KABUL -- On their first day of class in Afghanistan, the new U.S. intelligence analysts were given a homework assignment.
First read a six-page classified military intelligence report about the situation in Spin Boldak, a key border town and smuggling route in southern Afghanistan. Then read a 7,500-word article in Harper's magazine, also about Spin Boldak and the exploits of its powerful Afghan border police commander.
The conclusion they were expected to draw: The important information would be found in the magazine story. The scores of spies and analysts producing reams of secret documents were not cutting it.
"They need help," Capt. Matt Pottinger, a military intelligence officer, told the class. "And that's what you're going to be doing."
The class that began Friday in plywood hut B-8 on a military base in Kabul marked a first step in what U.S. commanders envision as a major transformation in how intelligence is gathered and used in the war against the Taliban.
Last month, Maj.

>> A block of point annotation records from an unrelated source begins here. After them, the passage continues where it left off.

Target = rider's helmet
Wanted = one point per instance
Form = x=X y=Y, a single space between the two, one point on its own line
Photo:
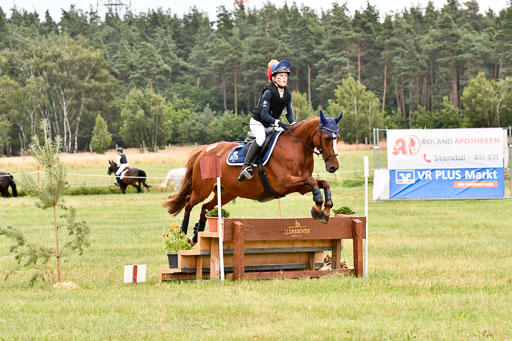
x=271 y=66
x=283 y=66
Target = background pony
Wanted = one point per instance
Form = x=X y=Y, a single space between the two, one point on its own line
x=133 y=176
x=7 y=180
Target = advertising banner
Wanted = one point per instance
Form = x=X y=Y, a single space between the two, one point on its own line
x=446 y=163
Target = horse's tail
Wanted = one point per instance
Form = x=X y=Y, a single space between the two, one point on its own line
x=142 y=177
x=13 y=187
x=178 y=200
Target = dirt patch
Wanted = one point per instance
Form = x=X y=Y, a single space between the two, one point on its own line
x=65 y=285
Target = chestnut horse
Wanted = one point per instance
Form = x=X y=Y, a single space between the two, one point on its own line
x=7 y=180
x=133 y=176
x=289 y=170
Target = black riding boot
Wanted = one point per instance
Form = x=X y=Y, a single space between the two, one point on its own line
x=247 y=172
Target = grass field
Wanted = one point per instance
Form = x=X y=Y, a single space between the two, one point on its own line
x=437 y=270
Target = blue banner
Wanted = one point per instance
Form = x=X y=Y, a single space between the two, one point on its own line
x=454 y=183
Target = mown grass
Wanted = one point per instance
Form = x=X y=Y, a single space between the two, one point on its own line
x=437 y=270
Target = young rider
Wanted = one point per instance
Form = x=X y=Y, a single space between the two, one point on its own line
x=274 y=98
x=122 y=163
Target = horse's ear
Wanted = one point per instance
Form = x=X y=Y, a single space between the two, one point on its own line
x=323 y=120
x=337 y=119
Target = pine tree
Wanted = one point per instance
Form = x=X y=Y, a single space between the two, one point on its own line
x=49 y=192
x=101 y=138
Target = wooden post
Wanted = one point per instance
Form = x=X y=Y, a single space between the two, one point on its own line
x=239 y=251
x=357 y=237
x=199 y=267
x=336 y=254
x=214 y=259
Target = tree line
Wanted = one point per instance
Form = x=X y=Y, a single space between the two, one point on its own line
x=155 y=78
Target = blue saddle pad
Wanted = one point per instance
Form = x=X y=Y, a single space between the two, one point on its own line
x=237 y=155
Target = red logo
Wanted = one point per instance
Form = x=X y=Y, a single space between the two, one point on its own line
x=408 y=145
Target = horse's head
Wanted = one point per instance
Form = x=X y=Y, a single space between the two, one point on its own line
x=327 y=141
x=112 y=167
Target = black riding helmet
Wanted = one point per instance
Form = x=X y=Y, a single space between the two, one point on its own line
x=283 y=66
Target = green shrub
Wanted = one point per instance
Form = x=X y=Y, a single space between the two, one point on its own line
x=343 y=210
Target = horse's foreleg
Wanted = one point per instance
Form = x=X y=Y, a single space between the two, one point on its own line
x=226 y=197
x=326 y=212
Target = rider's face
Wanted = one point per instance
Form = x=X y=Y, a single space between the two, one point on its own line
x=281 y=79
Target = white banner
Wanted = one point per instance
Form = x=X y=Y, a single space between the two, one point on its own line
x=446 y=148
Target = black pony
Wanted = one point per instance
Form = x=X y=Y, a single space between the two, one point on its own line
x=133 y=177
x=7 y=180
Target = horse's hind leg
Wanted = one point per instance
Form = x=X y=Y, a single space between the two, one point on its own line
x=326 y=212
x=192 y=200
x=309 y=184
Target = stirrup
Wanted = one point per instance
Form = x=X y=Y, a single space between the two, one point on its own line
x=247 y=172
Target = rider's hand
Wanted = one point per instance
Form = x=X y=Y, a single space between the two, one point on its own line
x=284 y=125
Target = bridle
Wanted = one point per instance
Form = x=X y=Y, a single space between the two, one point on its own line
x=321 y=151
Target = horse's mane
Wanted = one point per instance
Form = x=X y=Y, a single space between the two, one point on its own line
x=307 y=120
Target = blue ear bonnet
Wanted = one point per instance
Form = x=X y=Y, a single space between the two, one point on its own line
x=329 y=125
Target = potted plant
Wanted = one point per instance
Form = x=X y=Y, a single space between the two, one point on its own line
x=343 y=211
x=213 y=217
x=174 y=241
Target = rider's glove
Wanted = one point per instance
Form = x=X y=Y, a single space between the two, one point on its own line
x=284 y=125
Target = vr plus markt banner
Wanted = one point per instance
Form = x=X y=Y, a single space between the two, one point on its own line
x=447 y=163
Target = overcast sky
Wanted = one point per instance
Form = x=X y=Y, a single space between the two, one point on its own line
x=182 y=6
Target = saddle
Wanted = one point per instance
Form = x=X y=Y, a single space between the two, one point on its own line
x=237 y=156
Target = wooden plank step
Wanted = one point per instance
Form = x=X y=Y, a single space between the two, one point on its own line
x=249 y=268
x=166 y=275
x=261 y=250
x=296 y=274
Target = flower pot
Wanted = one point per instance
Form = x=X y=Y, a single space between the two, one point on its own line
x=213 y=224
x=173 y=260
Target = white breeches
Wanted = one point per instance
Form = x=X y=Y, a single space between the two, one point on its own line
x=121 y=169
x=258 y=130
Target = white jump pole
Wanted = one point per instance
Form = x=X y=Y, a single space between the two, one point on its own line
x=220 y=229
x=366 y=176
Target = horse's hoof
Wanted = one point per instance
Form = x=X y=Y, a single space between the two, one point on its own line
x=314 y=213
x=324 y=219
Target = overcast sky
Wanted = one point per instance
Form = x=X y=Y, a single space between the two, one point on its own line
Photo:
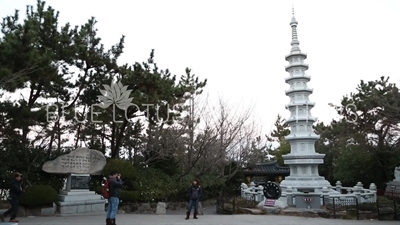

Gen. Michael T. Flynn, the top U.S. military intelligence officer in Afghanistan, published a scathing critique of the quality of information at his disposal. Instead of understanding the nuances of local politics, economics, religion and culture that drive the insurgency, he said, the multibillion-dollar industry devoted nearly all its effort to digging up dirt on insurgent groups.
"Eight years into the war in Afghanistan, the U.S. intelligence community is only marginally relevant to the overall strategy," he wrote in a paper co-authored by Pottinger and another official and published by the Center for a New American Security.